The challenges of collecting ‘input’ data for innovation (in the form of R&D spending) may be contrasted with the use of proxy, ‘output’ measures of innovation. Proxies do not directly capture funding but represent important intermediate outputs of innovation processes (Patel Citation2012). We discuss how centrally gathered and indexed data, based on submissions by organisations for purposes other than being monitored, can be analysed in diverse ways for up to date or historical studies. In addition, these measures have other benefits as well: patent and publication databases are widely available at relatively low cost, and the data on these are carefully indexed over long periods of time (although there are differences over time in organisational activity and coverage that require adjustment). Proxies can also be retrospectively interrogated using different keywords or classifications and without being subject to the sorts of recall bias individuals and organisations suffer from.

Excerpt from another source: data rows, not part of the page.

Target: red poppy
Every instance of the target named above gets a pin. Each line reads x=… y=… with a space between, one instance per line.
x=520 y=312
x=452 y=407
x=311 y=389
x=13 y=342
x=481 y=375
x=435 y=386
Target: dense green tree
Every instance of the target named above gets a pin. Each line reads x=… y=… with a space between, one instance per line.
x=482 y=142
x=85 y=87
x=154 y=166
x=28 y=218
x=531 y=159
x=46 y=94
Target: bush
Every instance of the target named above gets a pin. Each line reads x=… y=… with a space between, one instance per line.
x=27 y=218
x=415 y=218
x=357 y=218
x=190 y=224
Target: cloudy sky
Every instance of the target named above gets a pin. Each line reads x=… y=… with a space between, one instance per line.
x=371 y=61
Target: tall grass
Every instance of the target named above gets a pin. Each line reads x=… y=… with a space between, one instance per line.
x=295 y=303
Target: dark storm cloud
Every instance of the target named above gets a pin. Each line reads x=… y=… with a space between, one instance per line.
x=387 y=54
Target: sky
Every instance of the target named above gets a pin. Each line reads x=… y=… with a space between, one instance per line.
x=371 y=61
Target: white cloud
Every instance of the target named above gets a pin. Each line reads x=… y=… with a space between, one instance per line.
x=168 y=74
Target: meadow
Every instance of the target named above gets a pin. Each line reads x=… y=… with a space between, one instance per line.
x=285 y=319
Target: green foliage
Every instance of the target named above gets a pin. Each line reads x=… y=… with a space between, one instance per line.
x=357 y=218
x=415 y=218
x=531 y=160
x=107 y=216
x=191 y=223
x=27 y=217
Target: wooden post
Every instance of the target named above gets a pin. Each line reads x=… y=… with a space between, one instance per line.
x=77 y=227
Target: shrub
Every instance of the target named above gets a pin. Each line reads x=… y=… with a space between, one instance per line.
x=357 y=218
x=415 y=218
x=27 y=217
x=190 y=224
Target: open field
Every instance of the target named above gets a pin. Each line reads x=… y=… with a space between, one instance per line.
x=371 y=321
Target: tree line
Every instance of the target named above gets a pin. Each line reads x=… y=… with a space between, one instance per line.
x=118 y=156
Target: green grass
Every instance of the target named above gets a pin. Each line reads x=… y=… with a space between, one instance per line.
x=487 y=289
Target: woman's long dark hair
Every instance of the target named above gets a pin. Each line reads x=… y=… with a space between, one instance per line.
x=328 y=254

While proxy measures have considerable power to document the evolution of technologies, in more detail, with greater scope, less direct reliance on the organisations being observed and at lower cost than similar examinations using R&D data, they also have important drawbacks. The externally validated categories used for proxy measures reflect human judgement and failure to account for this may result in misleading understandings of technologies (Benner and Waldfogel Citation2008). In addition, particularly for publications the key metrics of citations backward and forward may be subject to considerable technical and game-playing problems (Moed Citation2002; Aksnes Citation2003). When applied against our framework we find that both patents and publications present considerably more detail about R&D activities related to emerging technologies than do funding statistics. Our discussion of the genomics sector in Section 6 demonstrates the extent to which funding figures neglect the nuances of innovative activity or even fails to find it entirely.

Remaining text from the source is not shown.